Porter argues the district court erred in finding the specific intent required to establish assault under Iowa law. See Iowa Code § 708.1(2) (defining assault); State v. Fountain, 786 N.W.2d 260, 262 (Iowa 2010). Section 708.1(2)(a) defines the intent required as: "[a]ny act which is intended to cause pain or injury to, or which is intended to result in physical contact which will be insulting or offensive to another." At the hearing, Officer Carson Lutterman testified about the events of July 28, 2022, recounting that when he responded to a domestic disturbance call Porter became loud, argumentative, and resisted arrest. Relying on this testimony, the district court found that Porter had committed an assault and engaged in acts that satisfied the requisite intent as set forth in Iowa Code § 708.1(2). We find no clear error in the court's factual findings. Nor did the district court abuse its discretion when it decided to revoke Porter's supervised release.
Porter also asserts that his sentence is substantively unreasonable. We review his claim under a deferential abuse-of-discretion standard, see United States v. Steele, 899 F.3d 635, 638 (8th Cir. 2018), applying "the same reasonableness standard that applies to initial sentencing proceedings." United States v. Boelter, 806 F.3d 1134, 1136 (8th Cir. 2015) (quotation omitted).

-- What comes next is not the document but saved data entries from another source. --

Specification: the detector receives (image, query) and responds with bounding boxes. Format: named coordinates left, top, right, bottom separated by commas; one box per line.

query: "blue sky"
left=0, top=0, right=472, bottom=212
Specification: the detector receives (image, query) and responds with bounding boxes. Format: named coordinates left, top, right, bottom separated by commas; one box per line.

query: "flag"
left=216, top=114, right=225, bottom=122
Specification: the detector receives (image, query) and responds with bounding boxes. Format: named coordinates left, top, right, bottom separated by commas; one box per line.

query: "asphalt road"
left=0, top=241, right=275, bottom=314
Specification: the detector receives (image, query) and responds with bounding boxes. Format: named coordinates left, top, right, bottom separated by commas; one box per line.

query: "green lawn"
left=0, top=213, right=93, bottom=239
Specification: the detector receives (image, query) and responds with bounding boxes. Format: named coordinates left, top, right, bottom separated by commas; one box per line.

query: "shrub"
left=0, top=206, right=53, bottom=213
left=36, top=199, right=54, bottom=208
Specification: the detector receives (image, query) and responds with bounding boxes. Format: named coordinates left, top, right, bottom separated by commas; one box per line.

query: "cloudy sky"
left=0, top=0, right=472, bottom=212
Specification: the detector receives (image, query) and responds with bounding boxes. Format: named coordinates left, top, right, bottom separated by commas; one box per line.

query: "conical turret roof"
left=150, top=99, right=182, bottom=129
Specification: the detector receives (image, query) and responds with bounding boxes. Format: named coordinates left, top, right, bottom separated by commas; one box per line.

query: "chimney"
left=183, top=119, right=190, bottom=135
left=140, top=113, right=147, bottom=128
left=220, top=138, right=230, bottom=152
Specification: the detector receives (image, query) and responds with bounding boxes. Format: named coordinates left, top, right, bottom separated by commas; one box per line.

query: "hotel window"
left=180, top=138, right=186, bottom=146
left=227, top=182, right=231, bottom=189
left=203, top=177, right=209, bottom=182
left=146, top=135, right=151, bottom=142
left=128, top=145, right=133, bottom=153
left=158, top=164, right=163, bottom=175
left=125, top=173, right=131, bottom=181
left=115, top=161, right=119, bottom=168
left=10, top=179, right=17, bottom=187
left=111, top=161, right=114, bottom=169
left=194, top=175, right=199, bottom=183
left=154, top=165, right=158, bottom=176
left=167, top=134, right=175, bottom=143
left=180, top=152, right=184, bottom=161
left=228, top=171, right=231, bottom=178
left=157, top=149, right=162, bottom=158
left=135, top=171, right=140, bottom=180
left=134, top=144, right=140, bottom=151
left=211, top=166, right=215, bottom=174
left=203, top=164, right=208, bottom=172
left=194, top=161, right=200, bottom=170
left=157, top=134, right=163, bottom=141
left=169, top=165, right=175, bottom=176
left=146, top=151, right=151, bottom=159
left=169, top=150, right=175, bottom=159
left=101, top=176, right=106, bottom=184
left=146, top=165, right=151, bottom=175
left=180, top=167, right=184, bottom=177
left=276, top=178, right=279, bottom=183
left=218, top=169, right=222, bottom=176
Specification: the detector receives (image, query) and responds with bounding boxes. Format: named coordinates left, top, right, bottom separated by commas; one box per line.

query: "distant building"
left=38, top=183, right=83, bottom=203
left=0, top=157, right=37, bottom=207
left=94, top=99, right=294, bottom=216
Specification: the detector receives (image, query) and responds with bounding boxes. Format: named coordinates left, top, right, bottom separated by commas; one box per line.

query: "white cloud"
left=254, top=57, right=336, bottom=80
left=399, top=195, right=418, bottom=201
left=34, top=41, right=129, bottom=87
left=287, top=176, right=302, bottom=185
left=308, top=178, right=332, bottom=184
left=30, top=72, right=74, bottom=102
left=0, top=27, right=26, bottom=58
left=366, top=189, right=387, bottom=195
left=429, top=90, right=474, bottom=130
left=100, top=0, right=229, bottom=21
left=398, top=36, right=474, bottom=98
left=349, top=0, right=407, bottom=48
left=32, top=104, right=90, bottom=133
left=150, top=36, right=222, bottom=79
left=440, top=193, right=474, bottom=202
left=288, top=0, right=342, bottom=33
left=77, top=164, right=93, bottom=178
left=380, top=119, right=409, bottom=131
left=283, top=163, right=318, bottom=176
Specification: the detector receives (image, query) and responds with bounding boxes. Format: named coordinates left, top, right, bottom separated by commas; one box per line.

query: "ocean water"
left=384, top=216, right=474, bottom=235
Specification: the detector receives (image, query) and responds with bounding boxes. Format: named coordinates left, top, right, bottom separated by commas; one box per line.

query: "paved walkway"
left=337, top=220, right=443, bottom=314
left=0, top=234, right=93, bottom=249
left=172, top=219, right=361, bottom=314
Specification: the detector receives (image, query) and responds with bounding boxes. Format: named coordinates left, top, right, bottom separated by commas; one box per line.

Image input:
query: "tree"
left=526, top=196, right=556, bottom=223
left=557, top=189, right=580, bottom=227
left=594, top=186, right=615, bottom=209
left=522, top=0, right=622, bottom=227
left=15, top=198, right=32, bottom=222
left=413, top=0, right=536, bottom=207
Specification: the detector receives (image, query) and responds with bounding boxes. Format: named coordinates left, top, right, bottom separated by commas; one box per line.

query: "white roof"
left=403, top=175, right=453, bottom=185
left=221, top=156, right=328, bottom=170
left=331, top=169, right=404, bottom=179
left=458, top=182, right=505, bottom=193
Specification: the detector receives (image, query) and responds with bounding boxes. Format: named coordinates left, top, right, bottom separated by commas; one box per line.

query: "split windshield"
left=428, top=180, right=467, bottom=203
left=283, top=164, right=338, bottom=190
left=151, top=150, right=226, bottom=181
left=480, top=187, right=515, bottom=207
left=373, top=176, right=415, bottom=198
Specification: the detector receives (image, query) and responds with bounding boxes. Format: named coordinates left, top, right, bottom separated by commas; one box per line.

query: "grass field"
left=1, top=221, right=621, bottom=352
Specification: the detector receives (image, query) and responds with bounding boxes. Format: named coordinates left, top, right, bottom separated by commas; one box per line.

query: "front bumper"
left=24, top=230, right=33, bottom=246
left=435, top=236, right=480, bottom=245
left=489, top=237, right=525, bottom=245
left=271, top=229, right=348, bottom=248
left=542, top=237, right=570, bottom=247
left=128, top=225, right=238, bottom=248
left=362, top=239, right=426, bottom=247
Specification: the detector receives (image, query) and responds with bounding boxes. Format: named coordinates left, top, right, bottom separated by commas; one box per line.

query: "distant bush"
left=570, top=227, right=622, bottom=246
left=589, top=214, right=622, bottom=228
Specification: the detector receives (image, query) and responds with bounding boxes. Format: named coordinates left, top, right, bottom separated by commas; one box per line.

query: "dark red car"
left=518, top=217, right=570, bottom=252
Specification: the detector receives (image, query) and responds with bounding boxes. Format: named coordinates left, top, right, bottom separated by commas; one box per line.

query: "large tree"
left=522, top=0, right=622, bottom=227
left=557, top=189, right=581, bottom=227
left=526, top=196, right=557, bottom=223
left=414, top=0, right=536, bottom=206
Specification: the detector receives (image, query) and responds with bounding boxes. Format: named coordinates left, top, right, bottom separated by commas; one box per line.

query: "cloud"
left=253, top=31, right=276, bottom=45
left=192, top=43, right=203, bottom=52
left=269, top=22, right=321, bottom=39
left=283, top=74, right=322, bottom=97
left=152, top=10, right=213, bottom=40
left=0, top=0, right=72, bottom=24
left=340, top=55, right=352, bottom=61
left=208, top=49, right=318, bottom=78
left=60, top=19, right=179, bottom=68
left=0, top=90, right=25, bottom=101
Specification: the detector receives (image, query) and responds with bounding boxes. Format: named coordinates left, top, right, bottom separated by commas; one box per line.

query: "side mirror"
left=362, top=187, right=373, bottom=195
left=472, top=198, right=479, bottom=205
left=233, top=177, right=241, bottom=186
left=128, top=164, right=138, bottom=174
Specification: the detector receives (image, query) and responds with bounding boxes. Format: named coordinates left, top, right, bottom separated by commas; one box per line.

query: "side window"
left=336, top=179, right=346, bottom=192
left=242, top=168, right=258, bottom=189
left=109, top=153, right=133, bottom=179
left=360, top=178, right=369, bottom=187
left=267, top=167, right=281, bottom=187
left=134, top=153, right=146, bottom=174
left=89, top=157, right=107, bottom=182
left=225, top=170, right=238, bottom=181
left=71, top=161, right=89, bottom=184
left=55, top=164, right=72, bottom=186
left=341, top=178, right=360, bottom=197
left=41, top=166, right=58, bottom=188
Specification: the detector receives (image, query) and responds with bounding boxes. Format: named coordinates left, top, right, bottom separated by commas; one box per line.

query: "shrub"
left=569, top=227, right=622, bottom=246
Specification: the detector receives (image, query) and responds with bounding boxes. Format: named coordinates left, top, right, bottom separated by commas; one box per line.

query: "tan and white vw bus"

Here, the district court considered the factors set forth in 18 U.S.C. § 3553(a), specifically considering Porter's mental health issues, criminal history, and the nature of the underlying violations. The district court imposed a sentence within the advisory Guidelines range, which is presumptively reasonable. See United States v. Haynes, 62 F.4th 454, 460 (8th Cir. 2023). While Porter argues that too much weight was given to the disputed new law violation, the district court has discretion to give certain sentencing factors more weight than others. See United States v. Townsend, 617 F.3d 991, 994 (8th Cir. 2010). The district court neither abused its discretion when it sentenced Porter to a within-Guidelines sentence, nor did it impose a substantively unreasonable revocation sentence.
We affirm the district court's judgment.